Lets say we have a LAN - 5 computers all connected to a router which is connected to an ISP router.
1.
one of the PC on the LAN wishes to send a message to another PC on the same LAN(they are both connected to the local router but not to each other directly) -
is there layer 3 encapsulation in use here?
if not - and we only use the layer 2 information, what is the path the message will go through? is it PC1->PC2 , or PC1->Router->PC2.
if it is going through the router - what information is added in each message transaction?
and if not - do PC's on the same LAN (connected to the same router in some layer 2 protocol) aware of each other? can they message each other although they are not connected directly
2.
one of the PC on the LAN wishes to send a message to a PC outside the LAN (way way outside).
i understand it goes PC1->Router->ISP Router -> ......... -> recipient local router -> recipient
which entity adds the layer 3 data? is it the router?
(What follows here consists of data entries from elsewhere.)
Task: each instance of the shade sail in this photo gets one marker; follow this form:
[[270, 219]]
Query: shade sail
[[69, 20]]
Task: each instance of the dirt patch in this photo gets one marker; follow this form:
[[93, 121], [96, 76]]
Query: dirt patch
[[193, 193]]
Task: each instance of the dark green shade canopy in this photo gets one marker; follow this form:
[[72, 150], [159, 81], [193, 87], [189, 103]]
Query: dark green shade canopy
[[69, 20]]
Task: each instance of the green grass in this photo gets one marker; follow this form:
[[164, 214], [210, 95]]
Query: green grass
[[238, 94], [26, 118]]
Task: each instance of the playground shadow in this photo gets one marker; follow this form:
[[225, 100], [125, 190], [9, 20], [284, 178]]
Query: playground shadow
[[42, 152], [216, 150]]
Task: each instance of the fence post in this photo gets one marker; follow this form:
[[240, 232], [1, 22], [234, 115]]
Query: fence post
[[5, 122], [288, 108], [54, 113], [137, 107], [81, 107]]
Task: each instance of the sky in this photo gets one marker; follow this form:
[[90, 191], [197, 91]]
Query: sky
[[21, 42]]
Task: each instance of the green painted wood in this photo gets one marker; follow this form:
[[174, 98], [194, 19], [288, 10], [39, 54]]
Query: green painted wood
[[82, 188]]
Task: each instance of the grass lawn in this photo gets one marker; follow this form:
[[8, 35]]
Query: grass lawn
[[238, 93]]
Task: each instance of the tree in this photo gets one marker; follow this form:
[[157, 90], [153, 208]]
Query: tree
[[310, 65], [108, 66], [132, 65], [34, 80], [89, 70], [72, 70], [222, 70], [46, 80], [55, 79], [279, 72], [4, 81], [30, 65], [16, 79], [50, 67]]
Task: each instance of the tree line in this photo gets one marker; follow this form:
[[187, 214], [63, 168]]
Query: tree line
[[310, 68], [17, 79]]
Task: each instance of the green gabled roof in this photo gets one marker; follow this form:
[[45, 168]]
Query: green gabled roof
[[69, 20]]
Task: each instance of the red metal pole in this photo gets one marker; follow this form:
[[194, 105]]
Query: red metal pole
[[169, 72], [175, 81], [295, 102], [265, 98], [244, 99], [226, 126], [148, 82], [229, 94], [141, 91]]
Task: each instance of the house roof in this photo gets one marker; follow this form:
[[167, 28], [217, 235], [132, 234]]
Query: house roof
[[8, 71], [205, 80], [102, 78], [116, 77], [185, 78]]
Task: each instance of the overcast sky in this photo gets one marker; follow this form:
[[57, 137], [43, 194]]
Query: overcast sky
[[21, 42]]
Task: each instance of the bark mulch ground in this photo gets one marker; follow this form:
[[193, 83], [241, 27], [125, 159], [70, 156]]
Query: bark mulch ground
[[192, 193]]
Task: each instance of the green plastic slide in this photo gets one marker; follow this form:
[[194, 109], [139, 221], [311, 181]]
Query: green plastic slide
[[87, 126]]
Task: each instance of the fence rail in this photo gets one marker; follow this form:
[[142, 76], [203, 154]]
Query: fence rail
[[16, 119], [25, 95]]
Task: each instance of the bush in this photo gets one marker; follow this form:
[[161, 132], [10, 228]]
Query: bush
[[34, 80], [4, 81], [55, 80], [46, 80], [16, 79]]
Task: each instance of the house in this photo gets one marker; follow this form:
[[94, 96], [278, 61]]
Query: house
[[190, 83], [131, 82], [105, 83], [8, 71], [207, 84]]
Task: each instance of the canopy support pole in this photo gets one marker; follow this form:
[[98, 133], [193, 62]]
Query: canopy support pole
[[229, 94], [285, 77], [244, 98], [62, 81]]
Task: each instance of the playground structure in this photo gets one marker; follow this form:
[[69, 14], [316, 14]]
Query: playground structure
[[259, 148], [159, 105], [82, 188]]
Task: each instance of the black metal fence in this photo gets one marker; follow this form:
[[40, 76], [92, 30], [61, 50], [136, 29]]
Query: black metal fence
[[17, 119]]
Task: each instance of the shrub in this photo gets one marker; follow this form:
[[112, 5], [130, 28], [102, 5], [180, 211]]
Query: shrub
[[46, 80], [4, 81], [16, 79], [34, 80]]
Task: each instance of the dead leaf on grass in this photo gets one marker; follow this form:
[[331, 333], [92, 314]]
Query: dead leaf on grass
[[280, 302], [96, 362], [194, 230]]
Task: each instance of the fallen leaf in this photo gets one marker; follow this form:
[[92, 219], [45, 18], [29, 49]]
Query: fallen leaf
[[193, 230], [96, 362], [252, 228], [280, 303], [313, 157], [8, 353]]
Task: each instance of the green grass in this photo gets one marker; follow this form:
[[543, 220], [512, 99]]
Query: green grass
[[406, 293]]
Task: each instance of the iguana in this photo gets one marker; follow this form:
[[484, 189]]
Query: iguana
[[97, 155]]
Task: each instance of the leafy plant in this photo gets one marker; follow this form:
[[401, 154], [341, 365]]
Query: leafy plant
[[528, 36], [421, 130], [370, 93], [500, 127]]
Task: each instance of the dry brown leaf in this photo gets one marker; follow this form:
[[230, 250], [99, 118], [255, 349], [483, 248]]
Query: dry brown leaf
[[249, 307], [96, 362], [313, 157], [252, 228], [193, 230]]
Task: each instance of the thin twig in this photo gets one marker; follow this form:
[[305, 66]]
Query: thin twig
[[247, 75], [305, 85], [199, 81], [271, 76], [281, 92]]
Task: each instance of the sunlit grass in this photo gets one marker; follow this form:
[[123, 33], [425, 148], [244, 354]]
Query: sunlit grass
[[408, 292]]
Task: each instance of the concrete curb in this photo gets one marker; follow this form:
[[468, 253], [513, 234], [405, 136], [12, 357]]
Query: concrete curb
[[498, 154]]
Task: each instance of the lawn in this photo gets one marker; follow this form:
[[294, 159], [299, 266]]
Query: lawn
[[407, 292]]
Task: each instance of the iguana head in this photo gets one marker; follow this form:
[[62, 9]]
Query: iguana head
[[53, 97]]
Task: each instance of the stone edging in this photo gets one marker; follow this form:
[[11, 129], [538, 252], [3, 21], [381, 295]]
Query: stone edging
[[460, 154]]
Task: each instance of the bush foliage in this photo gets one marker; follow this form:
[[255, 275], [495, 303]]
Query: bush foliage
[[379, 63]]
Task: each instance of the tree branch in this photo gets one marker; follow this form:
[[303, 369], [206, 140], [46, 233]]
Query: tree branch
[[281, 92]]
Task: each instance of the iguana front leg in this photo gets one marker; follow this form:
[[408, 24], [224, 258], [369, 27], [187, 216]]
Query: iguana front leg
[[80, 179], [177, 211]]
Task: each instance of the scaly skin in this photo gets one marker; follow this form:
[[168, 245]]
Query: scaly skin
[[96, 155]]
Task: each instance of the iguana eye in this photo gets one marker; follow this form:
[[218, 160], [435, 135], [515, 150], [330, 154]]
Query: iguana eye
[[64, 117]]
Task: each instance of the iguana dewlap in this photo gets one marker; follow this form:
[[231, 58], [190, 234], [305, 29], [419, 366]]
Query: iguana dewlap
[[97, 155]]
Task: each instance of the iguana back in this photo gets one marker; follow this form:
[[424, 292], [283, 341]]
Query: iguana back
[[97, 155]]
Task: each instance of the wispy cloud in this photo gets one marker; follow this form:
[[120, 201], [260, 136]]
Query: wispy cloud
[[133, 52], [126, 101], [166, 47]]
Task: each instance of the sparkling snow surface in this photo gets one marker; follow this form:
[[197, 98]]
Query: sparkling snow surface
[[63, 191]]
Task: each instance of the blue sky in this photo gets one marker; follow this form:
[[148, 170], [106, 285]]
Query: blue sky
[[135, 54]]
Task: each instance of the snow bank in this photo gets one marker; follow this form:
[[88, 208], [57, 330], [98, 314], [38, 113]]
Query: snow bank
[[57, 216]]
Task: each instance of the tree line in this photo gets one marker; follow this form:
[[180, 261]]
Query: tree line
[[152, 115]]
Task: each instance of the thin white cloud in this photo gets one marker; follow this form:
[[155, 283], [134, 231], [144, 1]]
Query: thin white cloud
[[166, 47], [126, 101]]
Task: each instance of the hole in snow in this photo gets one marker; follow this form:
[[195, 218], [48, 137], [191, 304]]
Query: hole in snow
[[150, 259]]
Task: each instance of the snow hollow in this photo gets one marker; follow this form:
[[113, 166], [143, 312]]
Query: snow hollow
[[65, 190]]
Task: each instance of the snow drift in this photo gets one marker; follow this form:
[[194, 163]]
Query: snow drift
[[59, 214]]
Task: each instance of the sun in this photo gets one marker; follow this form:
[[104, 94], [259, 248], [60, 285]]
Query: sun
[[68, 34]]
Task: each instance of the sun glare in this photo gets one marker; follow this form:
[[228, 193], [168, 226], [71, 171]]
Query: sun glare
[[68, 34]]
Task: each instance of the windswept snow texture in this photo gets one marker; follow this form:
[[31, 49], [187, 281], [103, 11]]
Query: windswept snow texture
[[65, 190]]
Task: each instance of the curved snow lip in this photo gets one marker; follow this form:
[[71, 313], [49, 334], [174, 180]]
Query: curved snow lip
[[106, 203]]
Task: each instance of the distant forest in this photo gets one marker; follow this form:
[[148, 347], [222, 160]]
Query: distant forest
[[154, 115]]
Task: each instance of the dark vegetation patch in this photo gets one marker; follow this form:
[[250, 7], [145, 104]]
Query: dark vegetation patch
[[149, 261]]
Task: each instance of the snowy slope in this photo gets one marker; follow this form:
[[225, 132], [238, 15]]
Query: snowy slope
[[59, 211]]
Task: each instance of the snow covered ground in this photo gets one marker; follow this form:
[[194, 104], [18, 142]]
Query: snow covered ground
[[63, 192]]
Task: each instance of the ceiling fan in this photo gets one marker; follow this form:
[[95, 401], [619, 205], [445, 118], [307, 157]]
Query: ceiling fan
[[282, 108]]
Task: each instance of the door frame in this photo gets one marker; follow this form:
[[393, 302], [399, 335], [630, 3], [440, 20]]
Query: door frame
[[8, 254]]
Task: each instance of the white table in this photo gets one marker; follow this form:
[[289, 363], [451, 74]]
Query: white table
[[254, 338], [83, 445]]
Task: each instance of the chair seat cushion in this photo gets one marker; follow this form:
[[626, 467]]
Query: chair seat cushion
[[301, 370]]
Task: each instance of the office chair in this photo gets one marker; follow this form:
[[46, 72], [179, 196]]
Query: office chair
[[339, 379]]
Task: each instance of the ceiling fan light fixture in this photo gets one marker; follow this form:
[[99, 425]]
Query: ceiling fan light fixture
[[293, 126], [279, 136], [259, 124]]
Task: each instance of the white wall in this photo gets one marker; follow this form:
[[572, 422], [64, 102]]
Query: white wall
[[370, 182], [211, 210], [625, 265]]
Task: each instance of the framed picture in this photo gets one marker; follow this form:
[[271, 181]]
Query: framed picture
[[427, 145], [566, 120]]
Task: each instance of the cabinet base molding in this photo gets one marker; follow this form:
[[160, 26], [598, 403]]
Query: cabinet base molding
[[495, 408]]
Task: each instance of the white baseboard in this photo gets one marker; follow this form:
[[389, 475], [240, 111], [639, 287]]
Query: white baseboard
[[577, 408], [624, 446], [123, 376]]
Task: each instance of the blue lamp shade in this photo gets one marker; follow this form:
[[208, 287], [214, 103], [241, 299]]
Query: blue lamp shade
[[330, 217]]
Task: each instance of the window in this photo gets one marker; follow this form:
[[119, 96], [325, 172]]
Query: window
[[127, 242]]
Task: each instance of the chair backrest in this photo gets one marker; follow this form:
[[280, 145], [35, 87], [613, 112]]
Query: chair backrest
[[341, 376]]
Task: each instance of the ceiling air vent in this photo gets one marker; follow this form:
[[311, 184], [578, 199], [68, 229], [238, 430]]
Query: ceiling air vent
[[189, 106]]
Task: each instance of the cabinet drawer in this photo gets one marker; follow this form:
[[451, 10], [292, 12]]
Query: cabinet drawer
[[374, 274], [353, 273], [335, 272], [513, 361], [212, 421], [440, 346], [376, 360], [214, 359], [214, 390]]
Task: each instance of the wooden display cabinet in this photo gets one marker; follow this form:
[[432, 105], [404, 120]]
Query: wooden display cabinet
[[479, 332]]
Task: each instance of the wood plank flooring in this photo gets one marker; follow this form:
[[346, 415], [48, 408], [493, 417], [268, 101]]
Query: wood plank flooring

PC1? ISP router?
when will this information be needed? since all single transaction is connected by devices who can talk between them self's in layer 2 protocols? (PC1 talks to it's router in level 2 protocol, so does Router to ISP router... etc?)
any further information worth adding will be appreciated.
Thanks!

Is there layer 3 encapsulation in use here? Yes it is! The two computers are connected in a network created by your router, which is a Network Layer Device. When the sender sends a packet it doesn't know where is the receiver (in LAN or in Internet), so it prepares to send the packet as usually. Then the router checks his table and knows that the receiver is connected with it, but until this happened everything was going on normally. So, the thing you have to understand is this: while it is a communication between two machines, all the protocols of each layer must be accomplished. If the computers would be connected with a switch, a Data Link Layer device, the authentication would be made with their MAC addresses instead of their IPs, so there is not a Network Layer here(obviously no layer 3 encapsulation ) but this is not your case.
That's a long story to tell how the packets travel from sender to receiver. But in general, there are two important information that each packet should have: the address of the destination machine(Network Layer), and an identifier of the process that should receive the packet in the destination machine (Transport Layer). If it is the first time that the machines communicate with each other, the router connected with the sender broadcasts that packet in all its outbound lines, and so on with the routers which receive this packet, until the destination is reached. After the first packet has been sent the routers keep records on their tables how to locate each machine in the best way possible. This will make broadcast unnecessary next times. So, the packet reached the destination. The receiver probably has a lot of processes opened in that time (open your Task Manager -> Processes to see what I'm talking about). This is where T.L protocols appear. They use the identifier in the head of the packet to address the packet in the right process. And than the communications goes on with Application Layer Protocols.
I hope that this is a useful information for you. If you really want to study this things I would suggest you Computer Networks of Andrew Tanenbaum.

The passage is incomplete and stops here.